Four key elements contribute to the complexity of the global business environment, he says. They are: high levels of global interdependence; diversity, such as candy-maker Mars competing for the same demographic as Apple’s iTunes; ambiguous consumer behavior; and the rapid pace of technological change.

“It took 50 years for the TV to reach market saturation,” Bird explains. “How long did it take with cell phones and iPods?”

At Northeastern, Bird hopes to position students to become future presidents and CEOs. For starters, he plans to help expand the university’s network of co-op employers by building relationships with businesses and nongovernmental organizations, such as Doctors Without Borders.

Bird likens the impact of the international business program on its students to that of a high-intensity baseball camp for some of the future’s brightest stars. If a budding ball player wants to understand how to become a Hall of Fame hitter, for example, he needs to pick up on the techniques used by a Ted Williams, Wade Boggs or Albert Pujols—some of the all-time greats. It’s the same with understanding what makes a top-of-the-line global leader.

“We know that if we can get at the behaviors and the processes that expert leaders use,” Bird says, “then we can learn to teach that to other people. Let’s find out how global leaders think and behave and then develop a program that can move others to that level.”

Over the past nine years, Bird has studied thousands of employees who work for the world’s highest-performing companies, in search of the business elite. Only a select few, he says, are top leadership material.

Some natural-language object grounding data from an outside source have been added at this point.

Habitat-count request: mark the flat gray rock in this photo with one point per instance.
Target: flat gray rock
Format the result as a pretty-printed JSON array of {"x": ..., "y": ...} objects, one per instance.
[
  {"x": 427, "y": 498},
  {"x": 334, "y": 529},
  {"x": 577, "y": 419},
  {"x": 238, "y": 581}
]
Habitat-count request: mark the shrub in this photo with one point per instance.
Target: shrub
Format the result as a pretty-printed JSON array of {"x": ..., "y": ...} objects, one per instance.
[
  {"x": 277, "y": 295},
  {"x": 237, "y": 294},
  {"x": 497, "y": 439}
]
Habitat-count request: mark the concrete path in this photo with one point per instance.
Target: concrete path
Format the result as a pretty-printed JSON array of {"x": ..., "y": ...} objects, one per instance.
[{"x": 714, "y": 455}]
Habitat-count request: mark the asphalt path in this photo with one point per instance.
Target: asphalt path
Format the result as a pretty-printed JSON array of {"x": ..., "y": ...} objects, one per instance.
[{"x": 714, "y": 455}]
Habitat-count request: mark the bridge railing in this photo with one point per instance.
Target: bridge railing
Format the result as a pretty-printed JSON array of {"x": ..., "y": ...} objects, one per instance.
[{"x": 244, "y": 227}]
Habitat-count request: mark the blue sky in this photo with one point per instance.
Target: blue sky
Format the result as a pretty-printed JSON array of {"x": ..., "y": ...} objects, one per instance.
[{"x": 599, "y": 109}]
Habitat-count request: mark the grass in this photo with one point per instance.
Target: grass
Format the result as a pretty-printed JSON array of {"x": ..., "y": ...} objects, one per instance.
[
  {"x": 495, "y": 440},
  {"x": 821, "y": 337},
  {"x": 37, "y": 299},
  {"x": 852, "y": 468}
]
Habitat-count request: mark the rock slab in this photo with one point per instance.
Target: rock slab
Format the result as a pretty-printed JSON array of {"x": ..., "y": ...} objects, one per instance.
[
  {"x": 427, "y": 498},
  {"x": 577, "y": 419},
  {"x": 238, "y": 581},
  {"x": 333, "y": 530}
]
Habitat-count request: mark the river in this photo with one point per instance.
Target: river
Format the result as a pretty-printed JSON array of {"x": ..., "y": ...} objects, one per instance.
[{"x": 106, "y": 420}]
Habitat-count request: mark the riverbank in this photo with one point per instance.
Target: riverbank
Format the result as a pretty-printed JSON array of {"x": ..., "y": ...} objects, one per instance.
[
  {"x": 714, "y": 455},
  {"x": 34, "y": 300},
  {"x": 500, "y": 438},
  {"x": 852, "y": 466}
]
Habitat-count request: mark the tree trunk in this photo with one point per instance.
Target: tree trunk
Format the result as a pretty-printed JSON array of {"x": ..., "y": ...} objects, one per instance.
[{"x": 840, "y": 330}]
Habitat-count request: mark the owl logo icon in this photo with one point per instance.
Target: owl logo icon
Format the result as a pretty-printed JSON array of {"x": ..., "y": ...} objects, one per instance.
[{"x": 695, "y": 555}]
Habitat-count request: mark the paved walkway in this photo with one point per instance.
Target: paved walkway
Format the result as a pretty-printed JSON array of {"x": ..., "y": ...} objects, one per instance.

The best global leaders, he explains, are expert problem solvers, who constantly question and objectively analyze data; develop an intuitive sense of how to manage a business, tailoring their approach to the specifics of their field; hire the best employees for the job; and build and maintain relationships with stakeholders, all the while using diplomatic skills.

It takes at least 10 years for a leader to develop these skills, Bird says. “Mozart was writing symphonies at 6 years old,” he explains, “but, in reality, they weren’t very good. The point is that it takes time for anybody to become great.”